Старуха воткнула иглу в ткань и подняла взгляд.
– Ты первая, кто сел рядом. За всё это время.
Марина не встала.
Марина вышла из подъезда и остановилась на крыльце. Асфальт ещё дышал дневным жаром, хотя солнце уже опустилось за пятиэтажку напротив. Во дворе было пусто — детей загнали ужинать, и только тополь у дорожки ронял пух на потрескавшуюся плитку.
Лавочка стояла на прежнем месте, у самого входа в подъезд. Краска на спинке облупилась до серого дерева, а левый бок просел — садиться нужно было справа, иначе перекосит. Марина знала это, потому что когда-то сидела здесь каждый вечер.
На правом краю сидела Алевтина Петровна. Маленькая, сухая, с прямой спиной, которая не касалась спинки. На коленях белел платок с начатой вышивкой, и игла двигалась ровно, без остановок, будто старуха считала стежки вместо секунд.
Марина замедлила шаг. Можно было пройти мимо — обогнуть лавочку, выйти к детской площадке, сесть на качели. Так делали все в подъезде. Алевтину Петровну обходили, потому что стоило оказаться рядом, и она начинала говорить. Про Симоновых с четвёртого, что опять ругались до полуночи. Про девчонку из седьмой квартиры, которая возвращается за полночь. Про молоко, которое подорожало на два рубля.
Сплетница. Так говорили на лестнице. Старая сплетница, которой заняться нечем.
Марина опустилась на левый край лавочки. Доска скрипнула и просела, но выдержала. До Алевтины Петровны оставалось меньше метра — расстояние вытянутой руки.

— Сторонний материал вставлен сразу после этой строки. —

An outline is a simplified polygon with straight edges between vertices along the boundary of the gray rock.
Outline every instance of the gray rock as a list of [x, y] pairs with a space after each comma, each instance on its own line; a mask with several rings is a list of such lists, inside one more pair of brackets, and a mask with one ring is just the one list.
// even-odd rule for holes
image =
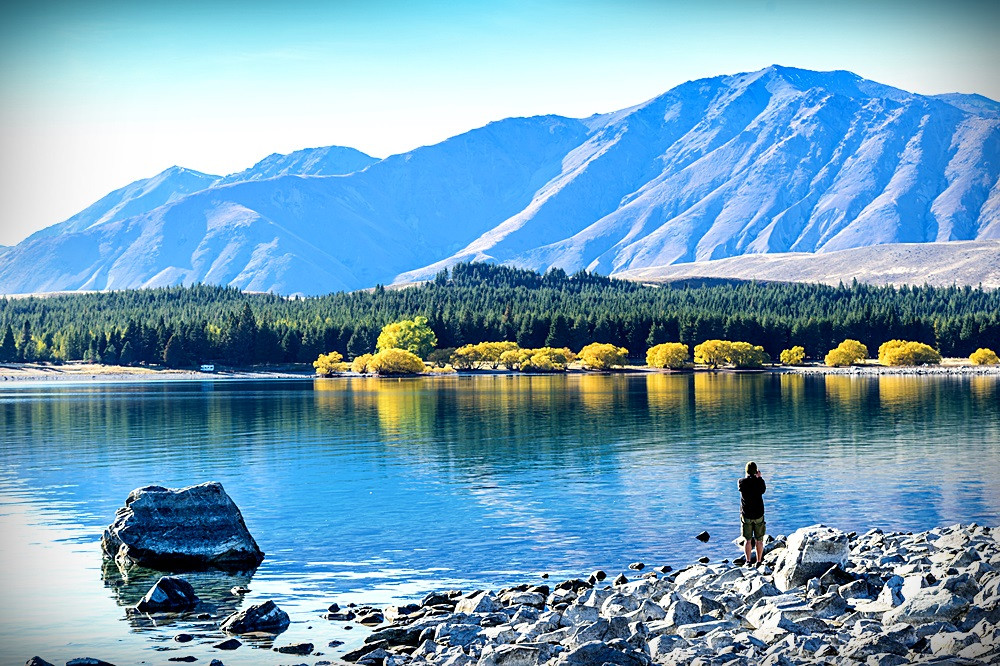
[[774, 569], [775, 585], [782, 591], [803, 585], [835, 565], [843, 568], [849, 556], [846, 532], [824, 525], [803, 527], [793, 532], [780, 550]]
[[569, 645], [571, 647], [578, 647], [584, 643], [590, 643], [592, 641], [603, 641], [608, 635], [608, 630], [610, 628], [611, 623], [604, 618], [600, 618], [596, 622], [592, 622], [577, 629], [570, 636]]
[[646, 565], [642, 562], [633, 562], [632, 564], [628, 565], [628, 568], [631, 569], [632, 571], [642, 571], [643, 569], [646, 568]]
[[133, 490], [104, 530], [101, 548], [121, 567], [173, 571], [253, 569], [264, 559], [239, 508], [218, 482]]
[[93, 657], [77, 657], [66, 662], [66, 666], [115, 666], [107, 661], [94, 659]]
[[174, 636], [174, 640], [178, 643], [190, 643], [194, 640], [194, 636], [191, 634], [177, 634]]
[[439, 624], [434, 631], [434, 642], [465, 647], [480, 640], [483, 628], [477, 624]]
[[948, 576], [941, 581], [941, 587], [969, 601], [975, 599], [979, 593], [979, 583], [968, 573]]
[[933, 654], [950, 654], [958, 655], [959, 652], [969, 647], [979, 643], [980, 639], [977, 634], [972, 632], [962, 632], [962, 631], [949, 631], [940, 634], [934, 634], [930, 637], [929, 643], [931, 648], [931, 653]]
[[882, 634], [869, 634], [852, 638], [840, 651], [841, 656], [858, 661], [864, 661], [868, 657], [877, 654], [896, 654], [902, 656], [906, 653], [907, 649], [905, 645]]
[[611, 582], [614, 585], [624, 585], [628, 582], [628, 578], [625, 577], [625, 574], [621, 573], [615, 576], [615, 579]]
[[694, 624], [701, 622], [701, 610], [686, 599], [678, 599], [667, 609], [662, 621], [674, 627]]
[[[622, 642], [624, 643], [624, 641]], [[615, 664], [616, 666], [647, 666], [649, 657], [632, 649], [627, 644], [622, 645], [626, 649], [616, 649], [612, 643], [602, 643], [601, 641], [591, 641], [570, 650], [560, 657], [560, 662], [571, 666], [603, 666], [604, 664]]]
[[149, 588], [135, 609], [141, 613], [179, 613], [191, 610], [198, 602], [191, 583], [178, 576], [163, 576]]
[[493, 613], [500, 609], [497, 596], [488, 590], [461, 597], [455, 604], [456, 613]]
[[900, 606], [887, 611], [882, 617], [882, 624], [950, 622], [968, 607], [968, 601], [948, 590], [939, 587], [925, 588], [905, 600]]
[[235, 650], [241, 645], [243, 645], [243, 643], [239, 642], [237, 639], [227, 638], [224, 641], [219, 641], [218, 643], [214, 643], [212, 647], [214, 647], [216, 650]]
[[602, 571], [601, 569], [597, 569], [596, 571], [594, 571], [590, 575], [596, 581], [602, 581], [602, 580], [604, 580], [605, 578], [608, 577], [608, 574], [604, 573], [604, 571]]
[[280, 634], [288, 628], [288, 613], [278, 608], [273, 601], [253, 604], [236, 611], [219, 627], [228, 634], [250, 634], [264, 632]]
[[41, 657], [32, 657], [24, 664], [24, 666], [55, 666], [55, 664], [50, 664]]
[[540, 592], [508, 592], [500, 597], [500, 601], [507, 606], [544, 608], [545, 595]]
[[479, 666], [536, 666], [542, 651], [528, 645], [501, 645], [484, 650]]
[[292, 643], [290, 645], [282, 645], [281, 647], [274, 648], [275, 652], [280, 652], [281, 654], [312, 654], [313, 648], [315, 646], [312, 643]]
[[712, 535], [709, 534], [708, 532], [702, 531], [696, 534], [694, 538], [697, 539], [698, 541], [701, 541], [702, 543], [708, 543], [708, 540], [712, 538]]
[[599, 616], [600, 613], [594, 606], [572, 604], [562, 612], [559, 624], [563, 627], [592, 624], [597, 621]]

Старуха не повернулась. Игла продолжала двигаться вверх-вниз, прокалывая белую ткань.
Никто из соседей не здоровался с Алевтиной Петровной. Марина — тоже. До сегодняшнего вечера.
***
– Добрый вечер, – сказала Марина, потому что молчать рядом с человеком было странно.
Алевтина Петровна кивнула, не отрываясь от вышивки. Стежок вверх, стежок вниз. Нитка была тёмно-синей, а узор напоминал ветку — или трещину.

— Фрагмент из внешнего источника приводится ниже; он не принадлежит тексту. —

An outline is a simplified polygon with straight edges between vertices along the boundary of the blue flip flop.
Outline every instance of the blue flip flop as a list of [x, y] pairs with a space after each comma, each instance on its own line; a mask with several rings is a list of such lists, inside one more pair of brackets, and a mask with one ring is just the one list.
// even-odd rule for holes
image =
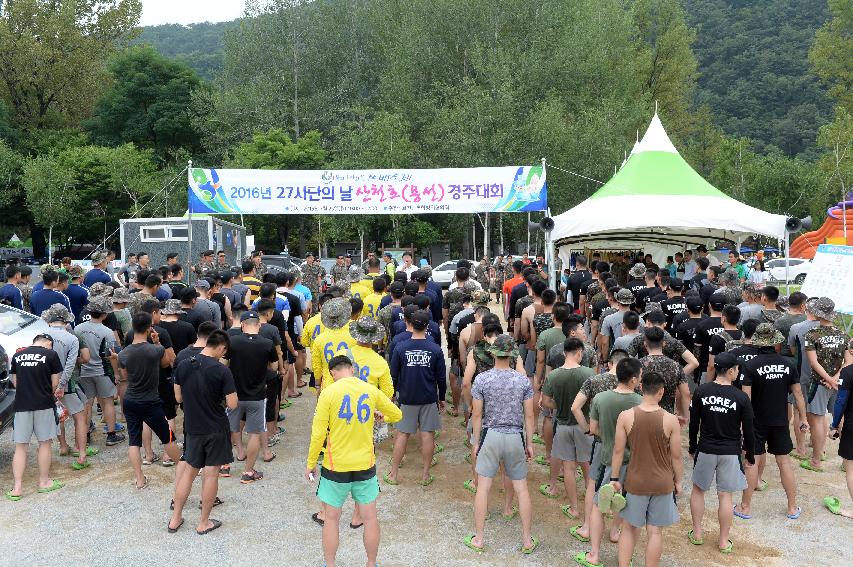
[[787, 517], [789, 520], [796, 520], [797, 518], [800, 517], [800, 514], [802, 514], [802, 513], [803, 513], [803, 509], [800, 508], [799, 506], [797, 506], [796, 512], [794, 512], [793, 514], [785, 514], [785, 517]]
[[737, 511], [737, 504], [732, 506], [732, 513], [735, 516], [737, 516], [738, 518], [740, 518], [741, 520], [751, 520], [752, 519], [752, 516], [750, 516], [749, 514], [744, 514], [743, 512], [738, 512]]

– Ты вчера плакала, – сказала старуха.
Марина дёрнулась. Не повернулась, не ответила — просто подалась назад, будто лавочка стала горячей.

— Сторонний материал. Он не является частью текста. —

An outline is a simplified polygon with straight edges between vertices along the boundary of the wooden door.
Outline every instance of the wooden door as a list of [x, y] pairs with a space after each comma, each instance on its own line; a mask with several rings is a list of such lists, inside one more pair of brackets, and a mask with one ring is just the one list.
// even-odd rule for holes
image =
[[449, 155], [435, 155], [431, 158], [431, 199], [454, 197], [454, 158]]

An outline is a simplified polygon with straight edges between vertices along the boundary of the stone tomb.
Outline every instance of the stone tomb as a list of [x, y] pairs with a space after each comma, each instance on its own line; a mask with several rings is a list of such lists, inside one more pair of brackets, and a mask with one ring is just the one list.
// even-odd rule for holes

– На балконе. Около одиннадцати. Свет не включала, но луна была яркая, и я видела.
Господи. Марина вчера стояла на балконе в темноте и была уверена, что её не видит никто — ни один человек в этом дворе. Стояла в ночной рубашке, прижимала к себе телефон и плакала так, как не позволяла себе днём.
– Вы... за мной следите? — Марина отодвинулась на самый край лавочки, и доска снова просела.
Алевтина Петровна воткнула иглу в ткань и наконец посмотрела на неё — прямо, не мигая.
– У меня бессонница, – ответила старуха. – С тех пор как Гриша умер. Я сижу у окна. Не сплю и сижу.
Марина крутила нижнюю пуговицу на кофте — ту, которая и так еле держалась. Сейчас нужно было встать. Попрощаться и уйти к себе на третий этаж, заварить чай и забыть этот разговор. Нормальный человек так бы и сделал.
Но старуха продолжила.
– Ты говорила с кем-то по телефону. Потом положила трубку и простояла так минут двадцать. Я не слышала, о чём. Только видела, что стоишь.
Марина перестала крутить пуговицу.
– Зачем вы мне это рассказываете?
– А ты зачем села? – спросила Алевтина Петровна и снова взялась за иглу. – Три года никто не садился. Ты — первая.
Марина хотела встать. Но не встала — потому что Алевтина Петровна назвала имя, которое Марина не произносила вслух уже полгода.
***
– Лёша. Так ведь? – сказала Алевтина Петровна. – Ты говорила «Лёша» в трубку. Ветер относил, но имя я разобрала.
Лёша. Сын. Двадцать восемь, живёт в Новосибирске, звонит раз в две недели и всегда торопится. Вчера позвонил сам — сказал, что женится через месяц. Невесту Марина не видела ни разу. Сын добавил, что маме не обязательно приезжать, потому что «будет тесно». Тесно — на собственной свадьбе. Для матери — тесно.
Марина промолчала. Старуха не ждала ответа.
– Не думай, я не подслушивала. Я сижу у окна, потому что мне больше негде. Телевизор не смотрю — от него шум, а ночь тихая. И я... вижу.
– Что вы видите? – спросила Марина, хотя уже жалела об этом.
Алевтина Петровна подтянула платок на коленях, расправила край, где вышивка скручивалась, и продолжила шить. Стежок вошёл в ткань и вышел с другой стороны — точный, ровный.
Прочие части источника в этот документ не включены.